Quite possibly the next Jordan Spieth – the Texan played in this event at Royal Aberdeen four years ago, after all, before going on to become a double major winner and world No 1 – DeChambeau leaves nothing to chance when it comes to his golf. Most golfers may have tossed golf balls into a basin to give them a scrub and make them respectable, but few, if any, will do so to test them for balance.

“I put them in Epsom salt combined with water, mixing it up,” revealed DeChambeau of a process he will be undertaking as normal before tomorrow’s opening foursomes session at the Open Championship venue in Lancashire. “It floats the golf ball in the middle of the water and I spin it. If it wobbles to where there’s a heavy point in the ball, that’s when I know that gravity isn’t in the middle of the ball so is out of balance. On average, I would say that I won’t play four balls out of a dozen.”

Great Britain & Ireland’s preparations for the two-day match have included a talk by Paul McGinley, the inspirational winning European captain of last year’s Ryder Cup at Gleneagles. “Paul said he’s been involved in 13 teams, including the Ryder Cup and the Seve Trophy, and won 12 times, so he obviously knows the winning formula,” said Stirling University graduate Cormac Sharvin, one of five Irishmen in the home ranks. “It would be good if we can get a bit of that to rub off on the team this week.”

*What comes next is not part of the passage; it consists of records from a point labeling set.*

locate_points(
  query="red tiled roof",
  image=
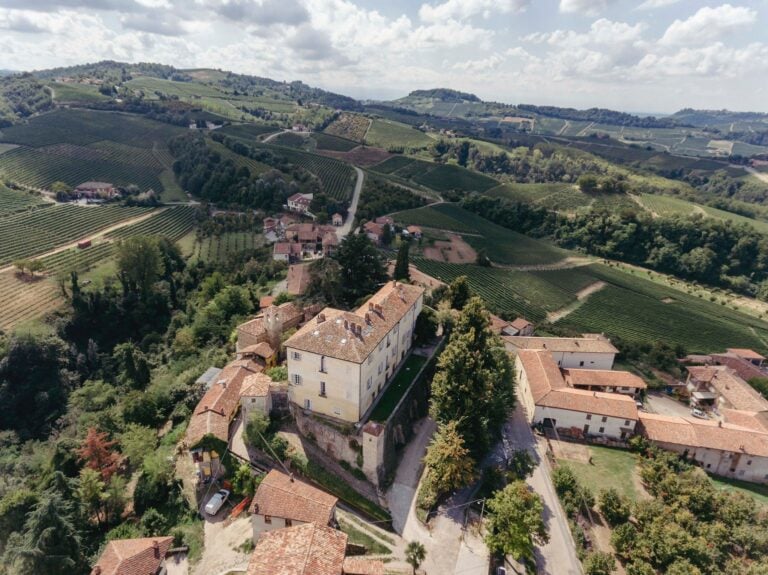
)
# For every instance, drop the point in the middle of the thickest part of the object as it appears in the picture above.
(133, 556)
(279, 495)
(303, 550)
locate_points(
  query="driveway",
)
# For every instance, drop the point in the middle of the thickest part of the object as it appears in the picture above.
(558, 557)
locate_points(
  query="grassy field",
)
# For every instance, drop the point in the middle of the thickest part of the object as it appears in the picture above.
(439, 177)
(389, 134)
(609, 468)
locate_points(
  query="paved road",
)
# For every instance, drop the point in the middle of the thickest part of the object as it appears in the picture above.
(558, 557)
(344, 230)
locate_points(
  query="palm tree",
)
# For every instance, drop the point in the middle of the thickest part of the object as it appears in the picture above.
(415, 553)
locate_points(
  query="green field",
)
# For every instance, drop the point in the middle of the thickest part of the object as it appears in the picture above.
(389, 134)
(439, 177)
(12, 201)
(28, 234)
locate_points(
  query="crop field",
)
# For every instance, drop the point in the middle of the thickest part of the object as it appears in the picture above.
(560, 197)
(389, 134)
(173, 223)
(333, 143)
(83, 127)
(12, 201)
(350, 126)
(337, 178)
(39, 168)
(218, 248)
(31, 233)
(439, 177)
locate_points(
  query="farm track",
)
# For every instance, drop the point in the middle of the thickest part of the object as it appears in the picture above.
(101, 233)
(581, 297)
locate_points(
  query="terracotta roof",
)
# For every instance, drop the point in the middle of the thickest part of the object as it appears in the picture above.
(303, 550)
(331, 332)
(215, 410)
(745, 353)
(360, 566)
(261, 349)
(298, 279)
(549, 389)
(560, 344)
(280, 496)
(256, 385)
(737, 393)
(602, 378)
(696, 433)
(133, 556)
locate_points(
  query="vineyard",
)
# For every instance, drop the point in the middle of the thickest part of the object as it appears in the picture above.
(218, 248)
(30, 233)
(349, 126)
(12, 201)
(336, 177)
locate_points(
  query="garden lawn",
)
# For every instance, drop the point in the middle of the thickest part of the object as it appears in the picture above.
(397, 388)
(609, 468)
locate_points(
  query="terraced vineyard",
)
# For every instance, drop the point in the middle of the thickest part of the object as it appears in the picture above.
(219, 248)
(31, 233)
(12, 201)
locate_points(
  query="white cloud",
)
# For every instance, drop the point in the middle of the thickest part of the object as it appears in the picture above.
(708, 24)
(653, 4)
(465, 9)
(587, 7)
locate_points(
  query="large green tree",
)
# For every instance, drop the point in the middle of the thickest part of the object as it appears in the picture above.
(515, 521)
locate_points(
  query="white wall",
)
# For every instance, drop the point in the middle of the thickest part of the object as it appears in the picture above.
(611, 426)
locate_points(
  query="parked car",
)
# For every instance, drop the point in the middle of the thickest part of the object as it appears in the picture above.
(216, 502)
(696, 412)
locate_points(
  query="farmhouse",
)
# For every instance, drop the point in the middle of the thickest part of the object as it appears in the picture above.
(145, 556)
(282, 501)
(549, 401)
(300, 203)
(591, 351)
(720, 448)
(340, 362)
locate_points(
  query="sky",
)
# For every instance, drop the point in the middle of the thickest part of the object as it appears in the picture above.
(645, 56)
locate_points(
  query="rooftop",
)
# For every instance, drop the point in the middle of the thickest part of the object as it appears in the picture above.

That team, of course, includes Bearsden’s Ewen Ferguson, who stepped up from first reserve last week after US-based Englishman Sam Horsfield withdrew citing “personal reasons”. “We’ve moved on from that,” said GB&I captain Nigel Edwards in response to being asked what he thought about Horsfield turning out instead this week for the University of Florida. “My focus is the GB&I team”, added the Welshman, who was also at the helm for a 14-10 win in Aberdeen. “Ewen has come into the team and is playing fantastically well. He’s very comfortable, is one of the characters and is fitting in like a glove.”